Updated: July 12, 2020 (May 21, 2001)
SidebarOpen Source and the GNU General Public License
The open-source concept has many variants, but Microsoft has singled out one for particular criticism: The GNU General Public License (GPL). Linux and many of the applications that run on it are covered by this software license, originally created by the nonprofit Free Software Foundation for its GNU (“GNU’s not Unix”) project to develop a free Unix-like operating system.
Any software product covered by the GPL must be publicly available in source code form. However, the most striking provision of the GPL is what Microsoft has called its “viral” property: if a software product incorporates components covered by the GPL, that product itself is subject to the GPL and the product’s source code must be made available under the GPL’s terms.
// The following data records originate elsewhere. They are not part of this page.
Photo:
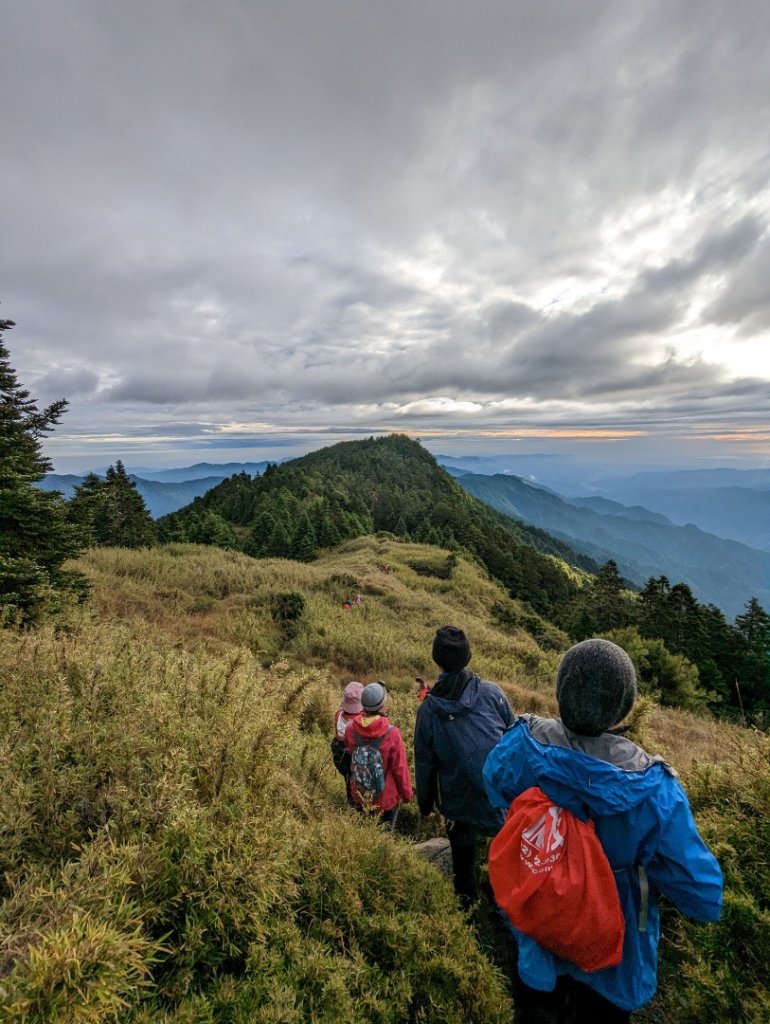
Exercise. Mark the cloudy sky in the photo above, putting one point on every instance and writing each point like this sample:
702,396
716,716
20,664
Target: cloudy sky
239,228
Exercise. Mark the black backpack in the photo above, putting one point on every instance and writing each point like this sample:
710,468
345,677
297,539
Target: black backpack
367,766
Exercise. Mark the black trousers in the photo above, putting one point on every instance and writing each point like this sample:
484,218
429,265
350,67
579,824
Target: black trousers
570,1003
463,844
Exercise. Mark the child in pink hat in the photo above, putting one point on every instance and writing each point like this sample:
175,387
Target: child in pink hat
349,710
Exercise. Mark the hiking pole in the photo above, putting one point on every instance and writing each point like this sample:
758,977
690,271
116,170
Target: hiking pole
392,823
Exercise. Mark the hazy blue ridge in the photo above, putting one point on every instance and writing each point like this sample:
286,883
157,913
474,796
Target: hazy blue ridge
731,503
719,571
204,470
160,498
739,513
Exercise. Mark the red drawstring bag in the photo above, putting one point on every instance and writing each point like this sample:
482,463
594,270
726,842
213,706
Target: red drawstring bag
552,879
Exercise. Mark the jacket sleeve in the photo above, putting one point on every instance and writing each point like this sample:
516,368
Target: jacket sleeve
506,712
683,867
501,773
399,767
426,765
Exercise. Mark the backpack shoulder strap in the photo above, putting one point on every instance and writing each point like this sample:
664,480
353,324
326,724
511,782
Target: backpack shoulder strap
362,741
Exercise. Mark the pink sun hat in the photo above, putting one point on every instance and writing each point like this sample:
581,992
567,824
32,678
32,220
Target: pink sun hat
351,698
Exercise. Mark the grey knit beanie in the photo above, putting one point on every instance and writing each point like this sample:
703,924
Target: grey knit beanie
451,648
595,687
374,697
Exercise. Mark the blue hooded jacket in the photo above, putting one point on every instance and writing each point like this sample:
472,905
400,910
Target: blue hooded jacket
452,740
642,817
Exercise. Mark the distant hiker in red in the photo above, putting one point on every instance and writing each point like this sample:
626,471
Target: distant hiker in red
422,688
348,711
586,770
379,773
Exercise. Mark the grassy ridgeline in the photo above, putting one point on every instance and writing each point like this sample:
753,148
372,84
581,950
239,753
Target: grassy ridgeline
175,842
175,849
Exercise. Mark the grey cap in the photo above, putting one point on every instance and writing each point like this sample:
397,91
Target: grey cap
374,696
595,687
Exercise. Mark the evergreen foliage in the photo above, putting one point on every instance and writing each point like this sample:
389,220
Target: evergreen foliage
36,538
112,512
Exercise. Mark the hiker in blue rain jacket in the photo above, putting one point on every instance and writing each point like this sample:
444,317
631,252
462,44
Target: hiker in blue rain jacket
458,723
642,818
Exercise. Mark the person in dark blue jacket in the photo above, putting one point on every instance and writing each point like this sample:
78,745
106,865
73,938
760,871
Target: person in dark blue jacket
642,818
458,723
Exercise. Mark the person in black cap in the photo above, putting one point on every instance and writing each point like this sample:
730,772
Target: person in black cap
458,724
584,763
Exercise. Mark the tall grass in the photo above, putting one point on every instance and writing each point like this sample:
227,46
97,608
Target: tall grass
175,845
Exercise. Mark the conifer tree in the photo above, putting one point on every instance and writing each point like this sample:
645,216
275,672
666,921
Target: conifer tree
112,512
36,537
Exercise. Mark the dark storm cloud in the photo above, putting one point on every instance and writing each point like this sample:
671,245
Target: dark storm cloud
333,213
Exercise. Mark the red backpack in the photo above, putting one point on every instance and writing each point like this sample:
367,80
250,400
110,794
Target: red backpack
552,879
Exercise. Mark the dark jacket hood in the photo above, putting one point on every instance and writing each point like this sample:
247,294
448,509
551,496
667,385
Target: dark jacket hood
605,774
462,685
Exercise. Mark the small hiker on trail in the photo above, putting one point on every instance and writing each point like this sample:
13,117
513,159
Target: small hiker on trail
456,728
422,688
584,764
349,710
379,772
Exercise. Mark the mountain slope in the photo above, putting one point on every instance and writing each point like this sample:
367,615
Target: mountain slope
643,544
391,484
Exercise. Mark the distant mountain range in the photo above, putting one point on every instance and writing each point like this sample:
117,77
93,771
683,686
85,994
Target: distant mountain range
643,543
166,491
731,503
708,527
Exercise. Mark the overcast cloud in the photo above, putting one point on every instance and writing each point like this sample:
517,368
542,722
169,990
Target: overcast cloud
264,219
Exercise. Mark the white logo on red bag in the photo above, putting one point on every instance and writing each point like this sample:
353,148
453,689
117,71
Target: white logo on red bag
543,842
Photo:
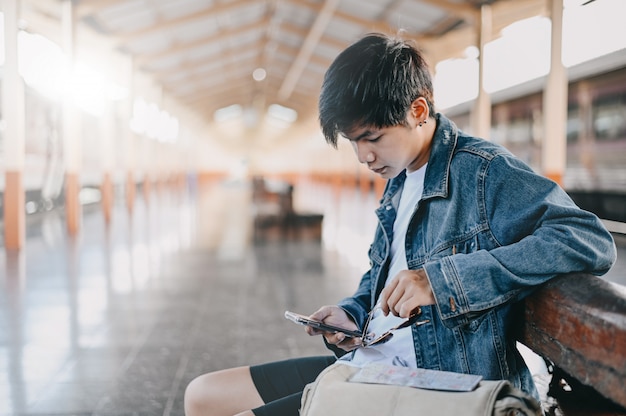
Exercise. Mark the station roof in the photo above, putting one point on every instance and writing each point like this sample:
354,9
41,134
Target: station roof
203,53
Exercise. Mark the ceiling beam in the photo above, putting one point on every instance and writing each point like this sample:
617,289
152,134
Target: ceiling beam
86,8
311,41
180,21
143,59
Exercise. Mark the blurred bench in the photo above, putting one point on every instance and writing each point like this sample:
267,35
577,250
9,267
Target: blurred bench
275,218
577,323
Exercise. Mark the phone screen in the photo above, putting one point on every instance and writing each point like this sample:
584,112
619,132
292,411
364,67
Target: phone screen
304,320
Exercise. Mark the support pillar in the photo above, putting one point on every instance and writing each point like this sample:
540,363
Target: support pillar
554,149
481,111
13,117
107,147
72,149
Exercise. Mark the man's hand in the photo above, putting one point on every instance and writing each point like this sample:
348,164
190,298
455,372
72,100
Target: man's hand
334,315
407,291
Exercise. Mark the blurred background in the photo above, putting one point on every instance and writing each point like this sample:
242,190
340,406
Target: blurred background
167,192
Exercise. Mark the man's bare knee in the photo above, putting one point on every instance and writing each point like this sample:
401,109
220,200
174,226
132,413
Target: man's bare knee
222,393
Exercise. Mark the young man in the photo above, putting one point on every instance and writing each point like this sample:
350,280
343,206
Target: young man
465,231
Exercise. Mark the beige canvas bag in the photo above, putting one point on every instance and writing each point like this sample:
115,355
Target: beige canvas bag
332,394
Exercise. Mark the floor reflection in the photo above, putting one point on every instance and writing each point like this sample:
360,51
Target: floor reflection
119,319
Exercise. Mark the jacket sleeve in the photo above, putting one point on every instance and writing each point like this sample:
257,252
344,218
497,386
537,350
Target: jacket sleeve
539,232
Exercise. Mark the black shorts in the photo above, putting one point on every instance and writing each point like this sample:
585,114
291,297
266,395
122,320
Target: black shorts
280,383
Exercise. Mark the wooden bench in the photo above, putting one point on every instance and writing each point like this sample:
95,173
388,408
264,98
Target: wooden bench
577,323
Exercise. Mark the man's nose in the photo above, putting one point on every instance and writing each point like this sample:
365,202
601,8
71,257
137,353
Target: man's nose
364,154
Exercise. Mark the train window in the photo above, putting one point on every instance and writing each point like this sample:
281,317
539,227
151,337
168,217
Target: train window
609,117
520,131
574,124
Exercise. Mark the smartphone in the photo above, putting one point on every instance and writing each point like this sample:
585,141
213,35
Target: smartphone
304,320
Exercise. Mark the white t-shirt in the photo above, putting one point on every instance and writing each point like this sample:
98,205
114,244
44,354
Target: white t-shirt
399,350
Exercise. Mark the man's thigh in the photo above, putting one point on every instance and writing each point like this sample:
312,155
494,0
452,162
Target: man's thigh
280,383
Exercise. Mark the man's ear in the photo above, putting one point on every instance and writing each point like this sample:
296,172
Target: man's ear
419,109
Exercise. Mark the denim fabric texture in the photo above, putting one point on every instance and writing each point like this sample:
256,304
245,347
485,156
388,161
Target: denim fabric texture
488,231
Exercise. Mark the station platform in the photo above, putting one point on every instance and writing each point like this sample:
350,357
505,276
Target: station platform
119,319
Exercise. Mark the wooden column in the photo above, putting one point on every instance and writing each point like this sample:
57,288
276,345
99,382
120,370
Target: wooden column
481,111
71,118
554,149
13,115
107,147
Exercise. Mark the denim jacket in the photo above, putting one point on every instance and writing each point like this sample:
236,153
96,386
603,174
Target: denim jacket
487,231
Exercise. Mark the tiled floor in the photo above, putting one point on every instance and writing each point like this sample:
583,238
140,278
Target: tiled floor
120,319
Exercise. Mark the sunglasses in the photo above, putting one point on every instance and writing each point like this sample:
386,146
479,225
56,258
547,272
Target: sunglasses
370,339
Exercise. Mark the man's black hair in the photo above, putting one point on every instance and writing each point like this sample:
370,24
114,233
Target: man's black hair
373,83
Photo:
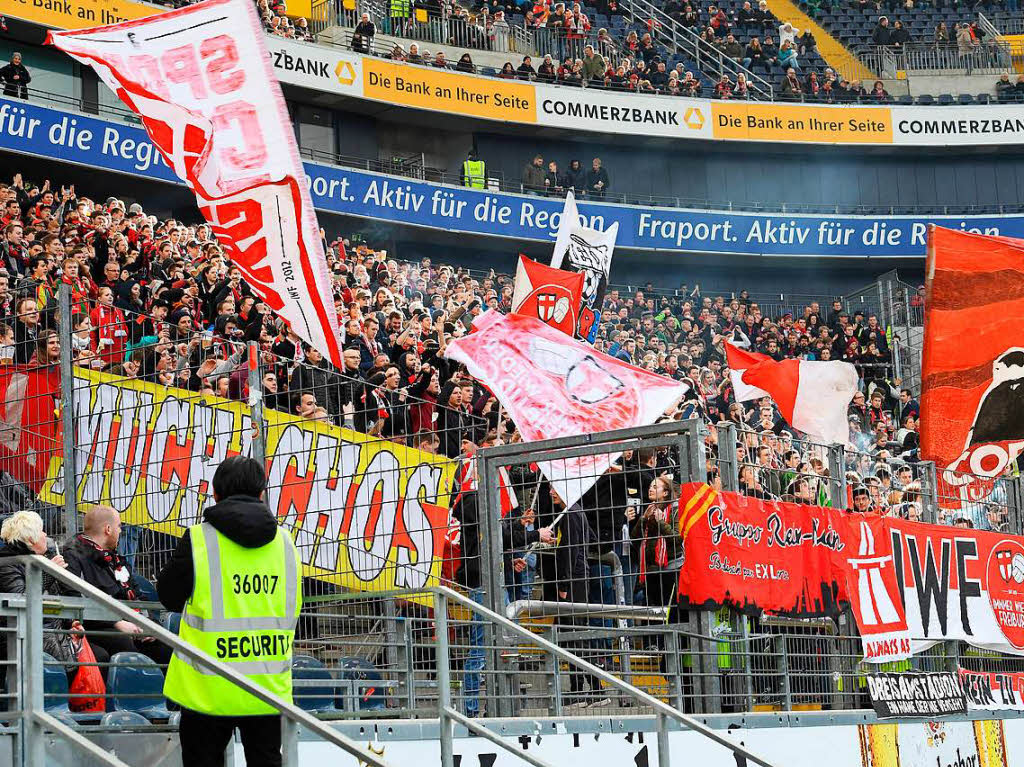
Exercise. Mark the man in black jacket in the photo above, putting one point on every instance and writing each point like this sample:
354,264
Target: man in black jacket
15,78
240,515
92,555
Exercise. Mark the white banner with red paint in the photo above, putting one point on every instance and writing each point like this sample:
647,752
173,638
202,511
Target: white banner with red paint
202,81
555,386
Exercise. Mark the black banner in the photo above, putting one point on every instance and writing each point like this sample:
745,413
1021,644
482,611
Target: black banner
915,695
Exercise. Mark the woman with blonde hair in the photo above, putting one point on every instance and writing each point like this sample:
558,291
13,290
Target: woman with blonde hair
22,535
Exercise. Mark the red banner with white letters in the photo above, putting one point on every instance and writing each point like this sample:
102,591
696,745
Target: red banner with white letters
908,585
201,80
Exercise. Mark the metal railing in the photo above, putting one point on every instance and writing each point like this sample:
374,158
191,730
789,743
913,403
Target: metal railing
31,711
1005,26
992,56
684,40
35,721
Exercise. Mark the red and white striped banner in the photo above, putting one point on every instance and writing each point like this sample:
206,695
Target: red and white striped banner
201,80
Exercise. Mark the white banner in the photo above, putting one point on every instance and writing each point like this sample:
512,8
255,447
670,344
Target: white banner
202,80
589,251
555,386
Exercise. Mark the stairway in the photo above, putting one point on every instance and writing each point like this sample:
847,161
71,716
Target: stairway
835,53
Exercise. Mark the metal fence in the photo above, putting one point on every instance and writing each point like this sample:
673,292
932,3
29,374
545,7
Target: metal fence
989,57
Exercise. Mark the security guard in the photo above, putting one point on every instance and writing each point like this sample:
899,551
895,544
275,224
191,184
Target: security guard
237,580
474,172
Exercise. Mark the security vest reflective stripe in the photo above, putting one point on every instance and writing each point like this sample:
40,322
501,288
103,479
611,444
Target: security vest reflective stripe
243,610
474,173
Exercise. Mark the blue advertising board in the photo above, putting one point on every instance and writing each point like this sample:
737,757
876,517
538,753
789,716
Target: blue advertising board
122,147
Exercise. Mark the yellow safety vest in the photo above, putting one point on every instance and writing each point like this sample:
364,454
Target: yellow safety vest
243,610
474,173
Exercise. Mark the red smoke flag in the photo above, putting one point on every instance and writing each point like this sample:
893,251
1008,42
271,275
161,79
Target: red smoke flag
553,296
972,399
201,80
812,396
553,386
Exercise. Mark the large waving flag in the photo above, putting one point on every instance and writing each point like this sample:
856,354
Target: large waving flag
201,80
972,398
553,385
588,251
812,396
553,296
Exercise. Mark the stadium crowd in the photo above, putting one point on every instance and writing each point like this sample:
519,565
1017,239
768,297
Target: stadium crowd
158,301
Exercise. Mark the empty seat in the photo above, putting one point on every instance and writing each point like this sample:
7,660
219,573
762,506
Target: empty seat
313,687
365,685
123,719
134,682
146,591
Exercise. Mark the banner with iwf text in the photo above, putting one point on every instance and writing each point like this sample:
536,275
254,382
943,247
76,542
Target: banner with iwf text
366,514
909,585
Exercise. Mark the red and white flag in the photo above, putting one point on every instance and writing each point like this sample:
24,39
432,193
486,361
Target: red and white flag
201,80
812,396
553,296
553,386
588,251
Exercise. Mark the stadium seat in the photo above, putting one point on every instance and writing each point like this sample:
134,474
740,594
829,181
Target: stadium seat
313,685
135,683
365,682
123,719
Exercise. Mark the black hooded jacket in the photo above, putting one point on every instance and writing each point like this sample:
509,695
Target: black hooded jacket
246,520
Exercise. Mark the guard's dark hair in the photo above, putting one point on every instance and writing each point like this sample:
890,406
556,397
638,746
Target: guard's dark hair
239,476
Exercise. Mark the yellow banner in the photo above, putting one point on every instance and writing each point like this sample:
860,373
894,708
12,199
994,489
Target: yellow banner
77,14
428,88
366,514
801,123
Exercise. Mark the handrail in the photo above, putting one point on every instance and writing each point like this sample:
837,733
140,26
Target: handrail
289,711
662,709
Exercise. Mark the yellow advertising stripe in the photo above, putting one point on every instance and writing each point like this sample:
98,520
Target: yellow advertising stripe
428,88
801,123
78,14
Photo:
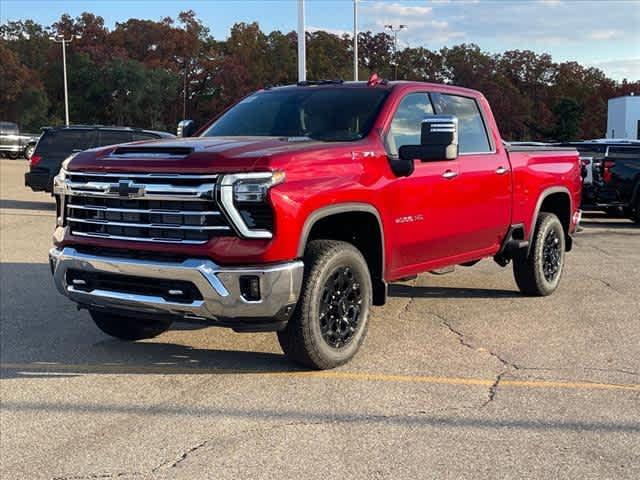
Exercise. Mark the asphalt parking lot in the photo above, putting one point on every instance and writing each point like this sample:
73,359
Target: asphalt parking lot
460,377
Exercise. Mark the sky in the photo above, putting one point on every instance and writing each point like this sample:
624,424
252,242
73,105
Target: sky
601,33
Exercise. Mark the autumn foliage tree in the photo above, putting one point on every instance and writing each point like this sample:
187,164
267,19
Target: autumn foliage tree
153,73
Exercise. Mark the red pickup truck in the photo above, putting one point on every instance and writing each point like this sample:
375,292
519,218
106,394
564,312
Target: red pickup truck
294,209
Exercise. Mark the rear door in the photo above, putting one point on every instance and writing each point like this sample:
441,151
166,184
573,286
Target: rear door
483,186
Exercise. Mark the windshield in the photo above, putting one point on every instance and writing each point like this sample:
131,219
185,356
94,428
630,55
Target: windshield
329,114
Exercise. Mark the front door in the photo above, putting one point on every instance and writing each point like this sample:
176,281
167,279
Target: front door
424,208
484,182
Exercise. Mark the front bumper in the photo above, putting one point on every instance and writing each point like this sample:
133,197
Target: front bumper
222,300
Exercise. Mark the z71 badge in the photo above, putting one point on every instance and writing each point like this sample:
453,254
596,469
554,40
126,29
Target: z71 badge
410,219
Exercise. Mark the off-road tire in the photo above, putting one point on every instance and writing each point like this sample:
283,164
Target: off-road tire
636,211
28,151
302,340
128,328
528,269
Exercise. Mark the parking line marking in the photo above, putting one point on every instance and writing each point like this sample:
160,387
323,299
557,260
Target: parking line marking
338,375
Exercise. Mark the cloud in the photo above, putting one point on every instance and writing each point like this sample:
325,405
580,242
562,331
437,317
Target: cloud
335,31
618,69
603,34
423,27
398,10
If a developer writes an application and distributes it with Linux, the developer must also publish the source code of the application.
Note that while the GPL prohibits distribution of GPL-covered components in a closed-source product, developers may create closed-source products that interact with software covered by a GPL through an API. This means they can, for example, write Linux applications and device drivers without distributing the source code for these products. Also, the GPL does not require vendors to distribute source code for free: vendors such as Red Hat Software can and do charge a fee for distributing products covered by a GPL. However, the provisions of the GPL mean that users can then redistribute those products, if they wish.